E napisał(a):
Korzystając z mojej wolnej woli, nie wykonuję zawodu, gdzie "trzymałabym kogoś na muszce"
Gdyby ode mnie to zależało, to rozbroiłabym cały świat, środki wydawane na zbrojenie przeznaczyłabym na polepszenie warunków życia i w ten oto sposób żylibyśmy "długo i szczęśliwe" :)
Dobrobyt nie bierze się z dotacji. Każda ingerencja w polepszanie bytu deprawuje, bo wyłącza człowieka z działania. Po trzecie zabieranie pieniędzy jednym, aby dać drugim jest złodziejstwem. Po czwarte, to rozumiem, że miałoby powstać getto, w którym ludzie żyliby pod -tym razem - twoje dyktando.
Jak wcześniej pisałem, że można zabić, czy po prostu wyrządzić krzywdę rękami, nogami, a nawet słowem, czyli należałoby również ludzi pozbawić i tych "narzędzi" do robienia krzywdy, przykrości itd., aby żyć długo i szczęśliwie.
Nie wiem skąd w ludziach się bierze chęć dyktowania im jak mają żyć...
Pozostaje jeszcze jedna kwestia, co zrobić z tymi, którzy myślą źle? Ręce, nogi, języki amputujesz, a myśli? :)
Jest takie dobre powiedzenie, że jak chcesz pokoju, to szykuj się do wojny.
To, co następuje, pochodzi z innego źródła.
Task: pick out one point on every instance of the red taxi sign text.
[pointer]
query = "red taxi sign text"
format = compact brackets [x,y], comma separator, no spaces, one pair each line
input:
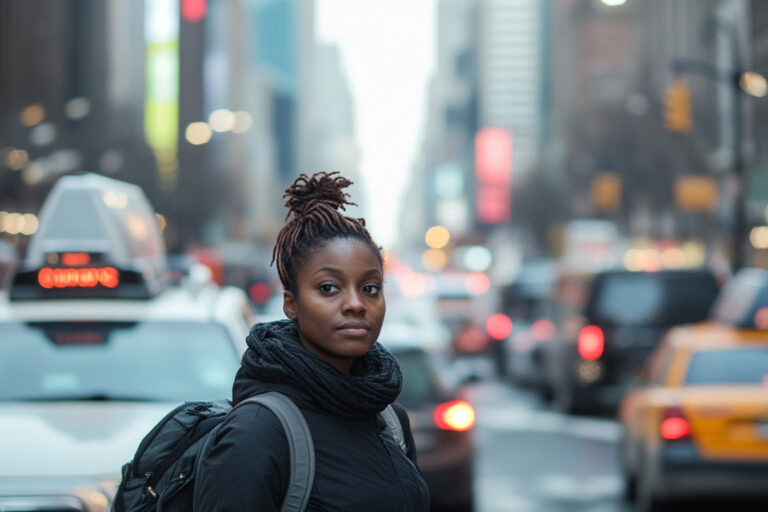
[48,278]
Nie ma to na celu chęci, aby iść na wojnę, ale powstrzymuje ewentualnego najeźdźcę przed atakiem. Każda ze stron wie, że straci - póki co nie wymyślono jeszcze nic lepszego.
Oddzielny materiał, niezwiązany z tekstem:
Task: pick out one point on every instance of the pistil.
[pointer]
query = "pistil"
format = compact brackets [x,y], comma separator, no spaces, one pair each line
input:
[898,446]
DP napisał(a): zło często rodzi się z powodu braku tz. dobrobytu
E jestem za :)
Skąd się bierze brak dobrobytu?
Z wybieranie na stołki ludzi, którzy obiecują, że coś dadzą, czyli socjalistów. Stąd, że dla naszego bezpieczeństwa wprowadzają przeróżne ustawy, rozporządzenia itp. Czyli ustawia się człowiekowi życie - tworzy się w ten sposób problem i politycy/urzędnicy mają "pracę" na wieki, bo trzeba co raz to nowe programy pomocy wymyślać. Wystarczy jedynie ludziom pozwolić żyć, a nie budować dla ich dobra kolejnych basenów, stadionów itp. ...no i z tego, że się po prostu nie bierze człowiek do roboty, proste.
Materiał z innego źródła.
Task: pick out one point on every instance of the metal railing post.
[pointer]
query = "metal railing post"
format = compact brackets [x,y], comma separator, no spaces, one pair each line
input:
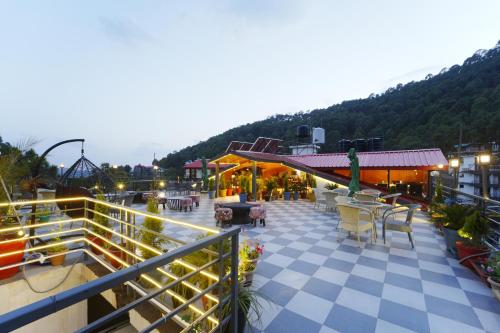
[234,282]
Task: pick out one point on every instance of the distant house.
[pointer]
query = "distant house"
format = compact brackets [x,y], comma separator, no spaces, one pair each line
[193,169]
[146,171]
Dopisane 30.07.2016r. o godz. 08:37:
Wracając do tematu to sztuka celnego strzelania formułuje korzystnie człowieka. Człowiek, który bierze do ręki broń palną, musi przynajmniej na chwilę spoważnieć, musi przejawić poważny stosunek do życia. Także fizycznie musi się jakoś ogarnąć, bo musi przyjąć postawę, skupić, skoncentrować, oddech wyrównać itd.
Powiem tak, że jeszcze nigdy nie widziałem agresji na strzelnicy, robienia komuś fizycznego faulu, co możemy zauważyć np. na boisku - powinno to coś dać do myślenia.